Desde el SJM señalan que para alcanzar un migración segura, regular y ordenada, es necesario enfrentarla con medidas distintas a las expulsiones. «Creemos que parte de las medidas inmediatas que es posible adoptar son aquellas que la flagrante justicia entrega al Estado de Pimiento y que hoy no están subutilizadas: el otorgamiento de las Visas de Reunificación Franco, las Visas de Responsabilidad Democrática  y el inspección del Refugio. Todas ellas permiten una migración segura, ordenada y regular».
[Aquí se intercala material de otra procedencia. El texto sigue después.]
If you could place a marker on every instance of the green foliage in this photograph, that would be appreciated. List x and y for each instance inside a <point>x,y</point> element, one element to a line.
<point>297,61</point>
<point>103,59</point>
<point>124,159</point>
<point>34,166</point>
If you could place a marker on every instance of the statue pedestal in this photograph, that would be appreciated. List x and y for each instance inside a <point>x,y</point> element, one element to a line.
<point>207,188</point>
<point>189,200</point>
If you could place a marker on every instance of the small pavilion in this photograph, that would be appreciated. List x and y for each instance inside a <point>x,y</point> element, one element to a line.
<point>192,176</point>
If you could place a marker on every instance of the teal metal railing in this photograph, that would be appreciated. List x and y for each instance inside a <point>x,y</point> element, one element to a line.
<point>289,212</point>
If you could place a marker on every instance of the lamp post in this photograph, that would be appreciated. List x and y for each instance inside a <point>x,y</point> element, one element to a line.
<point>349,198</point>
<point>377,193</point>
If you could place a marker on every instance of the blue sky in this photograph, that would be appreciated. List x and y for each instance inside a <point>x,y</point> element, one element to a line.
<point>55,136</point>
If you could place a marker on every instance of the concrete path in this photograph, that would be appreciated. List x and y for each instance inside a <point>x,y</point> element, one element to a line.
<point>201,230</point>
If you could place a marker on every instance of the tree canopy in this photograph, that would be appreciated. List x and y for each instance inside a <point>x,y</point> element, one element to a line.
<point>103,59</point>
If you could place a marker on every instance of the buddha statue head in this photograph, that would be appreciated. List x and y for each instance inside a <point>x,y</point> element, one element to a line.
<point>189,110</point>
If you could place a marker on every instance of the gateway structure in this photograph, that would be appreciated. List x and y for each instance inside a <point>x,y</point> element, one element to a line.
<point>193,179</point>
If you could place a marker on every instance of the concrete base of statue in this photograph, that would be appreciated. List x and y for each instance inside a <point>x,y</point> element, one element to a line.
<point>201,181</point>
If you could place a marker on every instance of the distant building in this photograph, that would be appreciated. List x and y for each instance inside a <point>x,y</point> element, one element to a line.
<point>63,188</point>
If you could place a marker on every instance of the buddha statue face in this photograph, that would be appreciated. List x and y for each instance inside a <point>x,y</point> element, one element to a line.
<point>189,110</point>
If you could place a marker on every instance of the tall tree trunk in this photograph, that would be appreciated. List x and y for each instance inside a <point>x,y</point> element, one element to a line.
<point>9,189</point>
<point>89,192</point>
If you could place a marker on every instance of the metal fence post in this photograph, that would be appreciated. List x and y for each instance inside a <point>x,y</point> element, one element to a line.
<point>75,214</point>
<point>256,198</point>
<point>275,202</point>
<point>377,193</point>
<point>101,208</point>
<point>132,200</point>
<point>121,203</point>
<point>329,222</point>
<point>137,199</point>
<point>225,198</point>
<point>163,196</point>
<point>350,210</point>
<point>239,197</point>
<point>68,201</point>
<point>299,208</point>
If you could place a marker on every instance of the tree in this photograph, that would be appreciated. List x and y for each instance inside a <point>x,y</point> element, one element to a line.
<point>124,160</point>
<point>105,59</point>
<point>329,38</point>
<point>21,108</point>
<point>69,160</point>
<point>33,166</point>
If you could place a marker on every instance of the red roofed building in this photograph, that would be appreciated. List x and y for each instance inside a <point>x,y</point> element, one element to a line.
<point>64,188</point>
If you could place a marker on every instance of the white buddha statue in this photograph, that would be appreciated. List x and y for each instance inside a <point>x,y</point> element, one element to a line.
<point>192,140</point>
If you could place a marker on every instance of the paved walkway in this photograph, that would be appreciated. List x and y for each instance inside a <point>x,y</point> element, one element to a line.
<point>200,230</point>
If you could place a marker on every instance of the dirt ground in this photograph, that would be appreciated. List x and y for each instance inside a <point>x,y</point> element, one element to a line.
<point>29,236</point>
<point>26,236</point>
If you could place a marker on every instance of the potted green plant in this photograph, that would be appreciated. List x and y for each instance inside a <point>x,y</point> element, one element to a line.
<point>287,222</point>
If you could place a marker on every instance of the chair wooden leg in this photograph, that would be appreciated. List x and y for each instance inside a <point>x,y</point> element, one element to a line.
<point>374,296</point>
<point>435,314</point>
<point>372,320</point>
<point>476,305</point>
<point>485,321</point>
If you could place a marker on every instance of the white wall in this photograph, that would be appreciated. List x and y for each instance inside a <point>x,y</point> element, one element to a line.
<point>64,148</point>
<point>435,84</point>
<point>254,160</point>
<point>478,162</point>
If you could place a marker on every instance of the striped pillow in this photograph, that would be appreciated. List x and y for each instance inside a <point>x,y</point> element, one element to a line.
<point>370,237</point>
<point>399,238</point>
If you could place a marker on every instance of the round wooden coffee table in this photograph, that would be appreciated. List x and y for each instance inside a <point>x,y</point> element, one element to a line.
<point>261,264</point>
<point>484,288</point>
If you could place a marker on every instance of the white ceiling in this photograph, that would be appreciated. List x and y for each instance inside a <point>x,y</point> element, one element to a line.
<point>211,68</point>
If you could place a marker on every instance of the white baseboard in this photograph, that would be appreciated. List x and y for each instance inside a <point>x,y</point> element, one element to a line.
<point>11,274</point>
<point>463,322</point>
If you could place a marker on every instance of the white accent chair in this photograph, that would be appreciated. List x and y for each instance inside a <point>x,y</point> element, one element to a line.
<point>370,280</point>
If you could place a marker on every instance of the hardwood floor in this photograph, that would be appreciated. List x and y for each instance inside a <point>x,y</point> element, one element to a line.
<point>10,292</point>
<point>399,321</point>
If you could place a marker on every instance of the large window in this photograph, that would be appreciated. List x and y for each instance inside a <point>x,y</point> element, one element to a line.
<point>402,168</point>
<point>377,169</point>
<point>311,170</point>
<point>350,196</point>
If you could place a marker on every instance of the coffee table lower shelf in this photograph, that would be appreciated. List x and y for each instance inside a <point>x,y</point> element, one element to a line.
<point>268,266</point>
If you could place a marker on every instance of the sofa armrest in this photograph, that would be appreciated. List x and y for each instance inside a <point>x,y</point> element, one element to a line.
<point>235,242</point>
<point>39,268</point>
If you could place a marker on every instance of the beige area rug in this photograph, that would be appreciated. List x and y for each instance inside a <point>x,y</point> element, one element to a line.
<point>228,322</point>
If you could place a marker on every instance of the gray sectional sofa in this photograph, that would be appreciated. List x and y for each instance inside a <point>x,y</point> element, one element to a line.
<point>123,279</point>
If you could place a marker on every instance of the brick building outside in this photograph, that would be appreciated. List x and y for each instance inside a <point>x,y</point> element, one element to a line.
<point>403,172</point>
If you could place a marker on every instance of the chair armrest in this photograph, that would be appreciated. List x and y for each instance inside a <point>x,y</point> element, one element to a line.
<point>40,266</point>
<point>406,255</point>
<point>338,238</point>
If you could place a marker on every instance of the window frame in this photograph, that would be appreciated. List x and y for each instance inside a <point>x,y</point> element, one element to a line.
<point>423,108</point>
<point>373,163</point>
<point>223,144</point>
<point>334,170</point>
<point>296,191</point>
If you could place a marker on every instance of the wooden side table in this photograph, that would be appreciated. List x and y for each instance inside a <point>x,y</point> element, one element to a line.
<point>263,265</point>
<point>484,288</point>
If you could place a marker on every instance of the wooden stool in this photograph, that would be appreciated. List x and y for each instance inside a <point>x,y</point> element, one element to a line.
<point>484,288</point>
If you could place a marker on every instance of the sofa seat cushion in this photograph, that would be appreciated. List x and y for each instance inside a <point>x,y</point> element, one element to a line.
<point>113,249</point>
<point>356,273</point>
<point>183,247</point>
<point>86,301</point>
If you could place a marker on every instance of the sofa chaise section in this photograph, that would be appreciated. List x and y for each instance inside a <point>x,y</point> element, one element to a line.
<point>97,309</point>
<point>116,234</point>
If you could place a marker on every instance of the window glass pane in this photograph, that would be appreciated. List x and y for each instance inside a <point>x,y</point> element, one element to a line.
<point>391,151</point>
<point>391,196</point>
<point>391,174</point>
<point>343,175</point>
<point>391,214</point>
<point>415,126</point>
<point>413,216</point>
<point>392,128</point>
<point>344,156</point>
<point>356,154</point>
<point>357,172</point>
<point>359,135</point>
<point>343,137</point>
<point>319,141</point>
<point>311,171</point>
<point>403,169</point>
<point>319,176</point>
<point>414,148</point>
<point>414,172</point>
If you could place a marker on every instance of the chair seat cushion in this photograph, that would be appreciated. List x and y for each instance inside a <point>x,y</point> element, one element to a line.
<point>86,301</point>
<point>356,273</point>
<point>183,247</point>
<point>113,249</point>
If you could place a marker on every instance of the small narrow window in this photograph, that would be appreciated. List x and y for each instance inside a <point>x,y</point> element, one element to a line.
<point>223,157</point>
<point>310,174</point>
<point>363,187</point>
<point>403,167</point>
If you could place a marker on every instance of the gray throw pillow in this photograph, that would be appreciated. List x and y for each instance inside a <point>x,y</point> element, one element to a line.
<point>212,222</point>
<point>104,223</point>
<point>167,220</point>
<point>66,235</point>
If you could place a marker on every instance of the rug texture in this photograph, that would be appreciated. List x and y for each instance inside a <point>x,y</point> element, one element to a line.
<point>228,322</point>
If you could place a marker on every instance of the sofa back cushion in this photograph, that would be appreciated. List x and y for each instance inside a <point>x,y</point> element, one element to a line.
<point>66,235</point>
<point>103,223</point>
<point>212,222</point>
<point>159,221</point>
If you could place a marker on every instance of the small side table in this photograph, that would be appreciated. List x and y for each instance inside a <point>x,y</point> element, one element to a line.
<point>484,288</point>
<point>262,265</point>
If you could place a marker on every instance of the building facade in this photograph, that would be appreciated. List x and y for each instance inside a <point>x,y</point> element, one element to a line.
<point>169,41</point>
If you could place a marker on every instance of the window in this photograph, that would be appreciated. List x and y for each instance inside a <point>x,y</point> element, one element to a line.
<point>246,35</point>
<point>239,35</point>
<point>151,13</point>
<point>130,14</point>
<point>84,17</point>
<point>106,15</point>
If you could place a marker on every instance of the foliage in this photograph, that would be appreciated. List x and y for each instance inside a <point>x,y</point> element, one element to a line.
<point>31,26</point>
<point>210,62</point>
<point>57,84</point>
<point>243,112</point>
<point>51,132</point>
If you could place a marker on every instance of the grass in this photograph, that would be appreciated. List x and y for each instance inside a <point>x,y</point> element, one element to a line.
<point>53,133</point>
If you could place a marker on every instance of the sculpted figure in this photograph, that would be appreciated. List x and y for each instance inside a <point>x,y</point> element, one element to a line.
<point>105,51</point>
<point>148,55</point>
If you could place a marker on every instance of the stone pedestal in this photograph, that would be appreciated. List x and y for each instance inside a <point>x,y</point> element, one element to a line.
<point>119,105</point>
«A corto plazo, corresponde enredar la migración como un aberración que es permanente y de interés regional, utilizando las herramientas diplomáticas, para producir instancias de coordinación con las autoridades regionales y para compartir acciones conjuntas, de forma que se respeten los derechos humanos de todas las partes y se aborden las causas que están provocando la migración», destacan.

Finalmente, Ureta considera que «es imperante que Pimiento adscriba al Pacto Mundial por una migración segura, ordenada y regular. Urge que nos hagamos cargo, como ya lo ha hecho Colombia, de una situación humanitaria que afecta a otros países y que provoca una migración forzada que debe ser entendida como tal. Por postrer, y frente a la escasa información pública para dar una decisión a las consecuencias de la migración irregular, instamos a que el Gobierno convoque a los actores locales a establecer soluciones de corto, mediano y dispendioso plazo para asaltar las situaciones humanitarias que conlleva esta migración irregular».